Running Government 'Like A Business?'
January 17, 1996
One of the clichés of modern politics is the promise that government can be successful if it is "run more like a business." But there are fundamental differences between the two institutions, not the least of which is that businesses exist to make money -- government to tax it, print it and spend it.
- No business would survive if it ran out of money and had to shut its doors for more than two weeks while its directors tried to hammer out a difficult restructuring plan.
- While businesses which make shoddy economic forecasts suffer in the marketplace, four plans over the last 13 years to balance the federal budget have flopped.
- Whereas businesses have a built-in profit incentive to abandon wasteful practices so as to control costs, the nation is still waiting for reform of welfare, Medicare and Medicaid.
Evidence of bad business management can be found throughout the federal government. For example,
- When Amtrak was created in 1970, the goal was to eliminate federal support in only a few years -- but 25 years later "temporary" subsidies cost taxpayers some $390 million a year.
- The Federal Aviation Administration, trying for over a decade to upgrade its airport systems, is woefully behind schedule and over budget.

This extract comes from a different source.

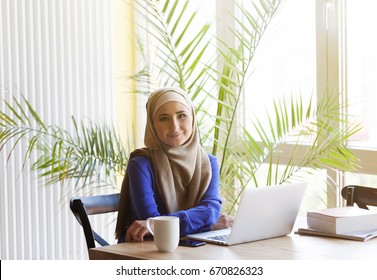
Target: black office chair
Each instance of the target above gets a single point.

- The National Forest Service loses some $60 million a year on timber sales.
- Default rates on federally backed loans to students, farmers and small businesses are far higher than those in the private sector.
- And few would call Social Security anything other than "unsound" and a bad investment, compared to private pensions and insurance.
Everyone believes the federal government should be run more efficiently. But it is not a business, and when it takes on too many tasks it is bound to fail.